Five years later, Nitish’s position is paradoxically more stable — not because of his popularity, but because no other force has offered a coherent alternative. The BJP’s welfare populism and Nitish’s residual credibility together have built a protective layer around the government.

The RJD, meanwhile, appears trapped between nostalgia and inertia. Its social base remains strong among Yadavs and Muslims, but it has failed to articulate a new economic or developmental vision that resonates with younger voters. The poor, especially women — once the RJD’s potential constituency — are now targeted effectively by the NDA’s populist welfare schemes, particularly those involving cash transfers and rural housing.


A Flattened Political Landscape

The columnist argues that Bihar’s once vibrant political dialectic — the back-and-forth between social justice and economic reform — has flattened into a “plain vanilla model” of freebies and power maintenance.

Both the NDA and RJD alliances are now caught in a politics of distribution without transformation. The ideological richness that once made Bihar a microcosm of Indian democracy — its caste mobilizations, reformist experiments, and insurgent movements — has been replaced by managerial politics and controlled populism.
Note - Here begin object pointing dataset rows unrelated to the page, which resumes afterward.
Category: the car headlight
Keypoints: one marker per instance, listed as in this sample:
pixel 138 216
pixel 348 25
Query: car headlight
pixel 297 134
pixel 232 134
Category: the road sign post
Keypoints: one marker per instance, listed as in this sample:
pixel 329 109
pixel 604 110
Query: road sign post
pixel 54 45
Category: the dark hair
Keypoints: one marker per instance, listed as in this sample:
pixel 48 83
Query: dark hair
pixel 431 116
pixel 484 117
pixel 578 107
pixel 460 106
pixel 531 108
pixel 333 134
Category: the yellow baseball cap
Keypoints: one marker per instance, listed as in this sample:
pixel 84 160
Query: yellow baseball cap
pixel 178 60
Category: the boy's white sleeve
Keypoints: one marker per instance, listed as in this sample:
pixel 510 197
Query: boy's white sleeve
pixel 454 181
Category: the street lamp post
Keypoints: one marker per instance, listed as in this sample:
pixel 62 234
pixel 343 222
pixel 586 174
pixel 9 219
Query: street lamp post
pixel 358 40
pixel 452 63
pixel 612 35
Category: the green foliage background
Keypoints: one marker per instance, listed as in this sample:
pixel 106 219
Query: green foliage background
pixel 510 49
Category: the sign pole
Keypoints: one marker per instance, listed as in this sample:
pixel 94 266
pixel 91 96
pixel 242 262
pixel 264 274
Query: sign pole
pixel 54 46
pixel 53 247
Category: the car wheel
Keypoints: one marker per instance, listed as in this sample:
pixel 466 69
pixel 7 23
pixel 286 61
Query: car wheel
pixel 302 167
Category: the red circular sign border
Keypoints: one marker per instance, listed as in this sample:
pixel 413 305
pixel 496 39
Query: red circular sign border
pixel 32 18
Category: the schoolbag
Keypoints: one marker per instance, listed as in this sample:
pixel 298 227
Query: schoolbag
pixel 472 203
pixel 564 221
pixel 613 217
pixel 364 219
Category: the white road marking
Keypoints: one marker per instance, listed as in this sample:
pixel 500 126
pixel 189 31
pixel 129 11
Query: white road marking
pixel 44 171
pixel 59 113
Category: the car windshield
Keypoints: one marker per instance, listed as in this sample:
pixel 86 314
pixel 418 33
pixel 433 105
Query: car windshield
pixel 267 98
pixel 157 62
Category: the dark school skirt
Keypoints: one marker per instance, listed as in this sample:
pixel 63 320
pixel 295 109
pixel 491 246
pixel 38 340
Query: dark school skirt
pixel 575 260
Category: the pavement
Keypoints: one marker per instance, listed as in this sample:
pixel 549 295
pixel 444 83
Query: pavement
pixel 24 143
The irony, as the piece notes, is that Bihar, once seen as politically advanced despite economic poverty, may now resemble the rest of the country: a place where welfare and image trump ideology and reform.
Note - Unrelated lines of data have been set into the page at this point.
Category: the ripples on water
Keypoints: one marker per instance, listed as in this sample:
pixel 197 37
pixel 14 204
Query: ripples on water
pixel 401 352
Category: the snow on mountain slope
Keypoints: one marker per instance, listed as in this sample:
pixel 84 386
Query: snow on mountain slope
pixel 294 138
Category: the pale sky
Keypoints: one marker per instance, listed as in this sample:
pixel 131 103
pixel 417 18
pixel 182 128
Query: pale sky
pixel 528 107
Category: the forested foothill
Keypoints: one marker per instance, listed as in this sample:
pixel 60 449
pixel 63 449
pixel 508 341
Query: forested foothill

Conclusion: The End of Bihar’s Exceptionalism?

As campaigning begins, barring a last-minute collapse within either alliance, the seat-sharing squabbles will soon fade from public memory. What will matter then is whether any party can craft a compelling story of change.

For now, the NDA seems content to coast on stability and welfare populism, while the RJD struggles to find its footing in a landscape where Mandal versus Kamandal no longer defines the battlefield.

Nitish Kumar, the perennial survivor of Bihar politics, may not be leading the charge this time — but he remains the axis around which the entire contest revolves.

If the current trends hold, Bihar’s 2025 election could mark not just another chapter in its cyclical politics, but perhaps the end of an era — when Bihar’s politics was distinct, dialectical, and ideologically alive. From here on, it may look increasingly like the rest of India: a politics of continuity rather than contradiction.